El asesinato de Berta Cáceres ha generado una ola de indignación que ha superado las fronteras patrias. Que una mujer indefensa, cuyo único “delito” fue imaginar y defender un país en el que los hondureños no acabáramos con nuestro propio futuro destruyendo las fuentes de agua o arrasando el ecosistema, haya sido muerta por un par de matones, no puede dejar indiferente a nadie.
Las voces se han alzado en nuestras calles y las redes sociales han sido el cauce para manifestar el dolor por la pérdida de una vida humana más y para exigir que este nuevo crimen no quede impune. Todos esperamos que las investigaciones se realicen con la mayor celeridad posible y que sobre los autores intelectuales, si los hubiera, y materiales caiga todo el peso de la Ley.
La ciudadanía hondureña ha visto en los últimos años cómo los índices de violencia se han disparado y cómo, a pesar de los esfuerzos gubernamentales, las muertes individuales y colectivas se suceden de manera periódica. Apenas estamos empezando a creer que la convivencia pacífica se ha recuperado cuando un nuevo hecho sangriento protagoniza los espacios noticiosos y retorna el temor y la zozobra. La audacia de los criminales ha llegado a tanto que son capaces de introducirse en el sitio que hasta ahora se consideraba más seguro: el hogar; tal como ha pasado en el caso de Berta Cáceres.

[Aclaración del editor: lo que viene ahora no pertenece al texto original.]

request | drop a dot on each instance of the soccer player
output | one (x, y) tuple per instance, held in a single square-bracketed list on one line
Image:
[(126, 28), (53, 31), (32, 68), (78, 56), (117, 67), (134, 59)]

Tanto en Tegucigalpa como en La Esperanza, ciudad de residencia de Berta, activistas en defensa del ambiente, así como de derechos humanos, han mostrado, de distintas maneras, su lógico repudio ante la muerte violenta de su compañera de luchas. Incluso, personas que por primera vez han oído mencionar el nombre de la señora Cáceres y hasta ahora han sabido de su accionar se han sentido consternadas ante semejante tragedia.
Sin embargo, hay algunos actos que han empañado el duelo y que han preocupado a la mayoría de los ciudadanos: Los medios han referido cómo el alcalde de Intibucá estuvo a punto de ser agredido por un grupo de individuos presentes en el velatorio. En la capital, un grupo de delincuentes, amparados en una protesta, destruyeron parcialmente un restaurante, y pusieron en riesgo la vida de empleados.
Debe hacerse justicia. Ningún crimen cometido en Honduras debe quedar impune. Pero eso no se va a lograr por medio de la violencia. Este pueblo ha dado muestras firmes en situaciones mucho más complejas, que rechaza el camino del caos y la destrucción. No perdamos la cordura. Hay que ejercer presión para que los operadores de justicia hagan su trabajo con diligencia, pero sin violentar los derechos de otros. Porque de no ser así, terminamos cometiendo actos similares a los que con tanta pasión condenamos.